Nach wie vor zusätzliche Planungssicherheit durch Gebäudesimulationen
Im Falle solcher Unsicherheiten werden nach wie vor die Durchführung von Gebäude-Simulationsrechnungen für detaillierte Komfortabklärungen empfohlen. Mit entsprechenden EDV-Programmen können fragliche Räume realitätsnah mit allen Umgebungsflächen wie Wände, Böden, Fenster und mit verschiedenen Varianten flexibler Sonnenschutzsysteme, internen Wärmelasten, Luftwechselraten usw. sowie mit realistischen Klimatdaten simuliert werden.
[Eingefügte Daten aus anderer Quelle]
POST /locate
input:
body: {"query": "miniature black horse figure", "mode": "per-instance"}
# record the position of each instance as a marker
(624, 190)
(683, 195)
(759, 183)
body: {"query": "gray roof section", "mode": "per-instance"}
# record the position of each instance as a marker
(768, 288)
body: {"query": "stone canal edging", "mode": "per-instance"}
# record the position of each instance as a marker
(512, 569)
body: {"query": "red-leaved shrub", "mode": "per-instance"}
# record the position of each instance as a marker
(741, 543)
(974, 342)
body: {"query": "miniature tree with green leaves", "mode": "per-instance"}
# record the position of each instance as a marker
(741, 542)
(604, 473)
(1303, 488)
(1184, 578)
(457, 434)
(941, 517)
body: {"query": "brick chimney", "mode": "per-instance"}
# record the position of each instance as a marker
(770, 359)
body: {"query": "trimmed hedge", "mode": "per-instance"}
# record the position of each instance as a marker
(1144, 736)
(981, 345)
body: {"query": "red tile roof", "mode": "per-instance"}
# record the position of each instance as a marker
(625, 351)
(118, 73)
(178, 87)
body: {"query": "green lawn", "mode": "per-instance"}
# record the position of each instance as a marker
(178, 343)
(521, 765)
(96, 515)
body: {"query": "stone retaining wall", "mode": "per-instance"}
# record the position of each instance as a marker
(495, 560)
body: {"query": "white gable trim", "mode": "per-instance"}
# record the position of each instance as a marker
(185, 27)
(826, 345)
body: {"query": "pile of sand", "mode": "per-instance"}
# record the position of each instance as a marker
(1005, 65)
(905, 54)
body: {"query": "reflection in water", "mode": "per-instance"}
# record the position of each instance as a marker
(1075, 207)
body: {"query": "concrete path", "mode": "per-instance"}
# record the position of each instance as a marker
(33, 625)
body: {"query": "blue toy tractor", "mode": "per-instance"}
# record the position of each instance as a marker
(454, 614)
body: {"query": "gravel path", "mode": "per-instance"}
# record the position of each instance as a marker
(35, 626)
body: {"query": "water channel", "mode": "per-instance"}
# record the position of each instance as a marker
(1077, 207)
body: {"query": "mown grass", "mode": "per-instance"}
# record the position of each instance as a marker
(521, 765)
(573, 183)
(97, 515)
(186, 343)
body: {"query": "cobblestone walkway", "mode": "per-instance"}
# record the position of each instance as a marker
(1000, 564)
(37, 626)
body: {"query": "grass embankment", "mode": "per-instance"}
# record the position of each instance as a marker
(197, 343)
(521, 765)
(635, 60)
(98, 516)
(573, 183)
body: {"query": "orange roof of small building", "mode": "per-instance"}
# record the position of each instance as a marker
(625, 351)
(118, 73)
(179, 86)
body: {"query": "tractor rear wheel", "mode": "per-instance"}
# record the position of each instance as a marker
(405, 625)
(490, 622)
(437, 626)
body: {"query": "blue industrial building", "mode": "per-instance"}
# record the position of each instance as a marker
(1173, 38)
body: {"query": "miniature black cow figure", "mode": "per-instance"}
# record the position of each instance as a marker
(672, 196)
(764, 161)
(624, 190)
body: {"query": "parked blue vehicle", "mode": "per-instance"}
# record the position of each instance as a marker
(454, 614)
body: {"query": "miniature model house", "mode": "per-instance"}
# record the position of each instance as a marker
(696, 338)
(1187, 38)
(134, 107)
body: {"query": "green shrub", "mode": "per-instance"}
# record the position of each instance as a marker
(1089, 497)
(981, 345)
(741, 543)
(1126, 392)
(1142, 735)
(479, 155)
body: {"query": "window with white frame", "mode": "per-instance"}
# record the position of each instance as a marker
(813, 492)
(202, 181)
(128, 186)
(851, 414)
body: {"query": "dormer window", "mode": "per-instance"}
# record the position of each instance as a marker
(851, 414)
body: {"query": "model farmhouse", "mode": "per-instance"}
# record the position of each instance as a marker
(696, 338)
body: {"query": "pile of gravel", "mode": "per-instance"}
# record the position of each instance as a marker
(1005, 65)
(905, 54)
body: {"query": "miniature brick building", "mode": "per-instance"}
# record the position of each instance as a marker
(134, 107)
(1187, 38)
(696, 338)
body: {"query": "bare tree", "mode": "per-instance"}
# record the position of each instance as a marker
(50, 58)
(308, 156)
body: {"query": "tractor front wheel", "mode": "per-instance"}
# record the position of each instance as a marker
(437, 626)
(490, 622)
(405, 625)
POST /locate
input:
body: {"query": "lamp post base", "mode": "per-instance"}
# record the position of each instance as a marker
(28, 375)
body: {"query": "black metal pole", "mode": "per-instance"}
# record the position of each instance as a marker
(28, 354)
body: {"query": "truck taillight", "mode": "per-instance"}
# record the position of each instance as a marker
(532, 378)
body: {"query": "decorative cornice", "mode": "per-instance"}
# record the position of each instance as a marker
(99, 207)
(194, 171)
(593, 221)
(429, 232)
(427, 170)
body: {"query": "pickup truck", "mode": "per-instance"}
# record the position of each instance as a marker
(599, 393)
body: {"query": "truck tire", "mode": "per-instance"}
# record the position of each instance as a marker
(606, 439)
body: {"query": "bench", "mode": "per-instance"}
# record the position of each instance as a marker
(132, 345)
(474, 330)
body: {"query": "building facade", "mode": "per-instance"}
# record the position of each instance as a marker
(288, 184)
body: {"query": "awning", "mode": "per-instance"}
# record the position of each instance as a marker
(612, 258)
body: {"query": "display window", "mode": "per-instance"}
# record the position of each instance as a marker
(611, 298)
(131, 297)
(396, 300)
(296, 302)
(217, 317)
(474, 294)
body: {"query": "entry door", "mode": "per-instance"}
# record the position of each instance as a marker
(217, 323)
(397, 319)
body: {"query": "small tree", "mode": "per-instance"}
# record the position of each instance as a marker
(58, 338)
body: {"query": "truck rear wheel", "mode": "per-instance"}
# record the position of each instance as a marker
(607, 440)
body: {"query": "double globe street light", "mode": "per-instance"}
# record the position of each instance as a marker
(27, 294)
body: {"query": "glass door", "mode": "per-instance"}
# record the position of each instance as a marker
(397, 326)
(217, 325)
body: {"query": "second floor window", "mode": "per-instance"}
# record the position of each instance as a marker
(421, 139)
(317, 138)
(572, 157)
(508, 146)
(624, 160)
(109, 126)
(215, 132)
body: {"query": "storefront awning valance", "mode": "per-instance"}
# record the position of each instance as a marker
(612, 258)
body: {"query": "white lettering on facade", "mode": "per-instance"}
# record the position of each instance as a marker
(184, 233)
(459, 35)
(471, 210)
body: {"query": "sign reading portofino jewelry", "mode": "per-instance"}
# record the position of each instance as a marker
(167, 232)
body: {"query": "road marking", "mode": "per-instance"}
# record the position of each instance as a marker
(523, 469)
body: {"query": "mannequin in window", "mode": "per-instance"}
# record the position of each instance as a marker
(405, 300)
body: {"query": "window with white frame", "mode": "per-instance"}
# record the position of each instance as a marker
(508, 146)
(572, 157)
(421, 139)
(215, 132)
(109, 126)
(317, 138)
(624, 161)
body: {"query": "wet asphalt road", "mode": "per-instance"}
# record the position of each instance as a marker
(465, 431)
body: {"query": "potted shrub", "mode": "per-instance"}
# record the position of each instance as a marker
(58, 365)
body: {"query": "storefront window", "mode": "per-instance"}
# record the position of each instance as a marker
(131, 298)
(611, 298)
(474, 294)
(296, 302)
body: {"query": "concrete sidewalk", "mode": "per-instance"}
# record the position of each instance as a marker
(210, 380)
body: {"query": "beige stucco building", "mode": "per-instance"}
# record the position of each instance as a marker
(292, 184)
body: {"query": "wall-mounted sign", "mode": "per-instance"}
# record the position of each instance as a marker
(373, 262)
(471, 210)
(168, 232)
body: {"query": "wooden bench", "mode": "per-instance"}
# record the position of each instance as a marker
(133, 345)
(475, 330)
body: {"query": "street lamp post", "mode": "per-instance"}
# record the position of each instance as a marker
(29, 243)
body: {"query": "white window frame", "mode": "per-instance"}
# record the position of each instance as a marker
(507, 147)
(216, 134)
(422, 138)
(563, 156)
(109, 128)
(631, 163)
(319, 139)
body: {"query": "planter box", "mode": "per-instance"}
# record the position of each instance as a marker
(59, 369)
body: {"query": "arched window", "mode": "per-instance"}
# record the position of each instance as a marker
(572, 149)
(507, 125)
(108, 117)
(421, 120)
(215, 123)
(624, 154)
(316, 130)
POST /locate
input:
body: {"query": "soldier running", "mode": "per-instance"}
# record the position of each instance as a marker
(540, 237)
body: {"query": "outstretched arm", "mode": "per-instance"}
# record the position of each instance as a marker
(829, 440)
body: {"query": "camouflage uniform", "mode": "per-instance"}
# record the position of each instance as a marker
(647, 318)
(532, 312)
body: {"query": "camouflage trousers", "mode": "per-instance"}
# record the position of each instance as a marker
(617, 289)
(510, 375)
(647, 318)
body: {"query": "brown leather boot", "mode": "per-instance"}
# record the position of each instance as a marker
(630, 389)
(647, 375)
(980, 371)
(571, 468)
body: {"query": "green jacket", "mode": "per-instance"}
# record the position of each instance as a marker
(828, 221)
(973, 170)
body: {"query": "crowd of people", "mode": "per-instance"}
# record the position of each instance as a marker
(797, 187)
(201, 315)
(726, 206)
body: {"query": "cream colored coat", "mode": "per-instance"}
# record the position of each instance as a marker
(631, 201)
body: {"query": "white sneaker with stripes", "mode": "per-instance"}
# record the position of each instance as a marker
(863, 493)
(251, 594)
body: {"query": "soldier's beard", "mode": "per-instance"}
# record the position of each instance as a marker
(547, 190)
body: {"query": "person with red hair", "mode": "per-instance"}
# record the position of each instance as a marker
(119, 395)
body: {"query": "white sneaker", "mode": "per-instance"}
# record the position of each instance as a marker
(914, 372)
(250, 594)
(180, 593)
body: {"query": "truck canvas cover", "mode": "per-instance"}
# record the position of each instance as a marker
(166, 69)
Dabei ist es möglich, durch Verändern der verschiedenen Parameter die sich entwickelnden Innenklimatas der Räume zu eruiert. So kann die Wirksamkeit von verschiedenen Massnahmen berechnet werden, was eine Optimierung der Massnahmen zulässt und zudem eine grössere Planungssicherheit ergibt.

Wohlüberlegte, integrale Planung mit gutem Sonnenschutz als Ausgangslage
Die aktuellen Erkenntnisse zeigen deutlich:

  • Ein flexibler, aussenliegender und auch bei windigen Wetterverhältnissen funktionierender Sonnenschutz ist nach wie vor das A und O des sommerlichen Wärmeschutzes
  • Die Energieeffizienz muss nicht der Behaglichkeit geopfert werden –richtige Planung und Betrieb vorausgesetzt!
  • Gute Gebäude mit hohem Glasanteil erfordern –mit zunehmendem Glasanteil –einen überproportionalen Anteil an fachlicher Aufmerksamkeit, um Misserfolge mit Langzeitwirkung zu vermeiden.

Das Know-How für die Planung besteht also. Jetzt will es genutzt und umgesetzt werden!